Perché gli USA non considerano l’opzione militare

Mision Verdad –  http://aurorasito.altervista.org

La minaccia militare nel conflitto venezuelano si intensificò nel 2019 con l’auto-proclamazione di Juan Guaidó, la cui leadership, costruita nei corridoi della Casa Bianca e la campagna internazionale per legittimarlo come “presidente ad interim” per sintetizzare il cambio di regime nel Paese, è segnata da frequenti indicazioni dai vari emissari del governo degli Stati Uniti, tra cui il presidente Donald Trump, che “tutte le opzioni sono sul tavolo”. Tale allusione all’uso della forza militare era finora considerata un’ipotesi.

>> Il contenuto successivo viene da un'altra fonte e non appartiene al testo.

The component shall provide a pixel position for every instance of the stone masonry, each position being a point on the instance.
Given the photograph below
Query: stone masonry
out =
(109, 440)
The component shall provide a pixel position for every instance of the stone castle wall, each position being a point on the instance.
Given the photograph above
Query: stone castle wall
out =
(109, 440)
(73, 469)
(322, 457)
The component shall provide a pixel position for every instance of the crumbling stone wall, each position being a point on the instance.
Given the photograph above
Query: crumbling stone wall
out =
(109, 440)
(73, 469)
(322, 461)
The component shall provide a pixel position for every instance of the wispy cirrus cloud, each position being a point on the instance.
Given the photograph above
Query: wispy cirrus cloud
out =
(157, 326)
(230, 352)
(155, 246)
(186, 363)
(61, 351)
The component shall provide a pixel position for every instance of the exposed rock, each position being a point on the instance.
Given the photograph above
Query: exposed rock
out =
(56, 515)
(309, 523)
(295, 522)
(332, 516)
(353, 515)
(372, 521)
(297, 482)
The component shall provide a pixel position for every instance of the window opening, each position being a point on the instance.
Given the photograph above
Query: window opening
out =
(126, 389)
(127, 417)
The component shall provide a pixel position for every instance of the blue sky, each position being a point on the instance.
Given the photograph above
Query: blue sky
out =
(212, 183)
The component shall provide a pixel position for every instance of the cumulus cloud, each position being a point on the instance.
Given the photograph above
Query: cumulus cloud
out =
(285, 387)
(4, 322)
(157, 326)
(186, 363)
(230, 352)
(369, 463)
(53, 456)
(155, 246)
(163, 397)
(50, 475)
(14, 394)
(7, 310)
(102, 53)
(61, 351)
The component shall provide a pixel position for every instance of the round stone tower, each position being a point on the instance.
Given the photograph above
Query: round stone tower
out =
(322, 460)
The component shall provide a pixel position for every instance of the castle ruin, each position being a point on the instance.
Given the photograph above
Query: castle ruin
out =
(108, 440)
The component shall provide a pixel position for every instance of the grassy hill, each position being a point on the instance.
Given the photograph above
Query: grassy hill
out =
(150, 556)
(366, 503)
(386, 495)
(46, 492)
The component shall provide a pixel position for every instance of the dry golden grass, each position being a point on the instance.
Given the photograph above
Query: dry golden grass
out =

È una delle opzioni meno allettanti nonostante il fatto che azioni irregolari di destabilizzazione non abbiano eroso il sostegno al governo di Nicolás Maduro presso la base sociale venezuelana. Il 4 aprile, il rappresentante del dipartimento di Stato per il Venezuela, Elliott Abrams, chiariva: “Sarebbe prematuro che l’opposizione venezuelana richieda l’intervento perché Europa, America Latina e Stati Uniti non lo prendono in considerazione”. Senza abbandonarlo completamente, gli Stati Uniti studiano lo scenario della guerra, i quasi ovvi attori geopolitici eurasiatici che ne sarebbero automaticamente coinvolti e le possibili conseguenze che avrebbe sul declino che soffrono attualmente, diffondendo un conflitto oltre il loro controllo fallendo negli obiettivi.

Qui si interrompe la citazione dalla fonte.